Bill Hamlin of Custom Mobile Bottling oversees a recent bottling at the Winemaker's Loft in Prosser.

Bill Hamlin of Custom Mobile Bottling oversees a recent bottling at the Winemaker’s Loft in Prosser.

Here are a few key things that a winery needs to consider when working with a mobile bottler:

Materials: The winery must supply all bottles, closures, capsules, labels, and cases. Other requirements include a leveling pad for the trailer, three-phase power capable of 60 amps, and access to potable water through a food-grade hose for sterilization and cleanup. Wine must be bottle-ready, at a temperature of at least 60F. This reduces condensation on the bottle, which can interfere with labeling, and eliminates expansion in the bottle.

Bill Hamlin of Custom Mobile bottling and David Scholz of Signature Bottling both require a sample of each bottle, cork, and capsule well in advance of the scheduled bottling, and recommend that wineries check their label designs with them.

Accessibility: Bottling lines are mobile, but they are not small. Wineries need space to park a 65-foot semitrailer truck, with access to necessary electrical hookups, whether through the facility’s wiring or from a generator. "One of the most important things I recommend to people is to have multiple locations for the bottler to hook up to," Mike Haddox, owner of the Winemakers Lift in Prosser, Washington, said. This is especially important if the bottling schedule might overlap with harvest. Wineries that plan on using the crush pad for bottling might find themselves squeezed for space.

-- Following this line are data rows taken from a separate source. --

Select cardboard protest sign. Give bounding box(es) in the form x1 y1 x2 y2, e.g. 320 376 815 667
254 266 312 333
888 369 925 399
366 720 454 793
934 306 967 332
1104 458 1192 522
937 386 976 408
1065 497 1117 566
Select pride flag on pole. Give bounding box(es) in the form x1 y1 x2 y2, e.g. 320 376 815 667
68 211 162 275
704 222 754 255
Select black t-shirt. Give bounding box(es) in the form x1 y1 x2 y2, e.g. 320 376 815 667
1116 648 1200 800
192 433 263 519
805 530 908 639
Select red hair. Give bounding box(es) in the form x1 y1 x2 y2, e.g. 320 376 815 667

Cost:Mobile bottlers all charge a daily minimum, but a run of more than 1,000 cases will probably exceed a single day. The cost can also be affected by the line speed. Most lines can run as many as 65 to 70 bottles per minute. That means somewhere around 30 hours to bottle 10,000 cases. But Hamlin often chooses to spend four or five hours on a bottling of less than 1,000 cases. "I can run my line speed at around one-third of what the big bottlers do," he said, explaining that the slower fill speed means less "bottle shock" to the wine, and that means the wine is ready for sale in a just a few days, instead of the month or more often required for wine to rest after bottling. Hamlin said that many of his customers report the slower fill speed can also translate into better wine. "They prove it time and time again with their wine scores," he said. "They see an increase of one to three points," an investment many of his clients are happy to make.